Some rough beta I had on the route suggested taking a split off to the left and up to the summit, but as the brush in the drainage started to increase, I ran into my old friend- locust brush. As more and more thorns pulled at my pants, I bailed out of the drainage and headed up the slopes above to the ridgeline leading to the summit. This was dramatically easier, and I worked up the slopes to the ridge, with views opening up across the range to the east. As I neared the highpoint, I was surprised to see how far Malapais Mountain looked. I was expecting to find a shallow saddle connecting the two summits, yet as I reached 3509′, I was faced with a 500′ drop to a 1200′ ascent.

Panorama with Tortilla Mountain on the distant left, Malapais right of center.
Zoom to Tortilla Mountain.

I was two hours into the hike, and assuming two hours back to the car from this point, that left me with two hours of daylight for 4 miles and over 3000′ of elevation change, all of it cross-country and typical slow Superstition brush. My late start had come back to haunt me. I hated to cut the hike so short, so I switched to Plan B- a traverse around the rim of Geronimo Head for a good look into La Barge Canyon before dropping back into the drainage and on to the car. Setting off around the rim from 3509′, I hit the true highest point to the SW, for some reason unlabeled on the map, but clearly higher by line-of-sight. I left a summit register at the highpoint and continued to the SW up and over several false summits to the named summit of Geronimo Head at 3479′. The views at the named peak were better than at the highpoint, with views straight into La Barge Canyon and Battleship Mountain, the summit that had originally inspired the day’s adventure. Weaver’s Needle towered to the south and the Flatiron stood immediately west.

South to Weaver’s Needle.
Zoom to Canyon Lake.

Tagging the named point added little mileage in the end, so I took my time with a break at the summit before dropping back into the drainage directly from above. The upper portion of the drainage was harmless enough, even a bit sandy. But this was quickly overtaken by brush and thorns, and I found myself cheating onto the slopes above to avoid the locust brush. As I neared the small junction in the drainage, the brush became particularly thick and a good deal of thrashing and cursing was required to overcome it. The thorn-ed brush began to subside as I descended and I picked the use trail back up near the top of the paired gullies from the ascent.

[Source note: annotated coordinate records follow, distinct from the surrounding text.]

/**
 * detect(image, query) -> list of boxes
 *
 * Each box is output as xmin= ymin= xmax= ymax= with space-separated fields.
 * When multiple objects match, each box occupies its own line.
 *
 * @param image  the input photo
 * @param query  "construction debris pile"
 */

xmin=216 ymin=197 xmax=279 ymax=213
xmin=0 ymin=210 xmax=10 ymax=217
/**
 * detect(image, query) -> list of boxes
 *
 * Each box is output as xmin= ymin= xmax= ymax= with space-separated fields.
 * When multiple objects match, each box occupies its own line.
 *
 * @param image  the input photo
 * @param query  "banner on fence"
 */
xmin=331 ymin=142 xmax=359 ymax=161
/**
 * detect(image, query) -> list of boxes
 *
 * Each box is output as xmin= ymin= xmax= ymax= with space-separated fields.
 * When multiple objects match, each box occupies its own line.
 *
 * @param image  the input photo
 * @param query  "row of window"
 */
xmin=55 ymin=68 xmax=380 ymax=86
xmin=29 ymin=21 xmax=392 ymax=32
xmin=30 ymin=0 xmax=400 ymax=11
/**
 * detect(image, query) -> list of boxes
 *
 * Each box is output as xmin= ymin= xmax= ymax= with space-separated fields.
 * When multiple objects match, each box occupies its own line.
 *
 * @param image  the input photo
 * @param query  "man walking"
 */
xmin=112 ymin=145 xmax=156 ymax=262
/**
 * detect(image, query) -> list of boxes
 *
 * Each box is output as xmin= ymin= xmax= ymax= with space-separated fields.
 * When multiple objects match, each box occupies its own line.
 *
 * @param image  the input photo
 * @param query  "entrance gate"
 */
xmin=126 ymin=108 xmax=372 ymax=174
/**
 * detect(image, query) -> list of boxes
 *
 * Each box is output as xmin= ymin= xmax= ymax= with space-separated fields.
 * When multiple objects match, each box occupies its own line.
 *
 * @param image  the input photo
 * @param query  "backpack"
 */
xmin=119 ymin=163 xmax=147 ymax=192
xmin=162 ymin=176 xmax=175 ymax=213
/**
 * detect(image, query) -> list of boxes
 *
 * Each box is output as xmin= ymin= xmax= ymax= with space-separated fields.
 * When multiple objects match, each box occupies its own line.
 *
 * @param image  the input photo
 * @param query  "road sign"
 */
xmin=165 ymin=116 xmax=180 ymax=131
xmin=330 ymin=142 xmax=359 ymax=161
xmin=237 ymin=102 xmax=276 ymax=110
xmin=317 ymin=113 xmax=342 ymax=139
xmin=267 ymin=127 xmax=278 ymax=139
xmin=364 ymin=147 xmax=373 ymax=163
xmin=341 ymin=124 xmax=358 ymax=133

Looking back at the ascent saddle from the top of the paired gullies.

Back on a crude trail, my speed improved, and I dropped down the short gully and back up to the notch, Tortilla Flat back in view. A long descending traverse brought me back to the Chimney-shaped rock, but I unfortunately lost the trail early on, cross-country being unavoidable on this rarely traveled peak. I tried to find an easier line of descent from the steep shale around Chimney rock, but mostly hopped from patch of grass to patch of grass to maintain traction until the steepness improved. I reached the rock slabs above Tortilla Flat and from there, it was a short cross country hike back to the car. I stopped in to Tortilla Flat for their famous Prickly Pear ice cream, but opted for the Prickly Pear soda instead and headed NW on Route 88 back to Phoenix after what would probably be one of my last trips into the Superstitions before the summer heat ramps up.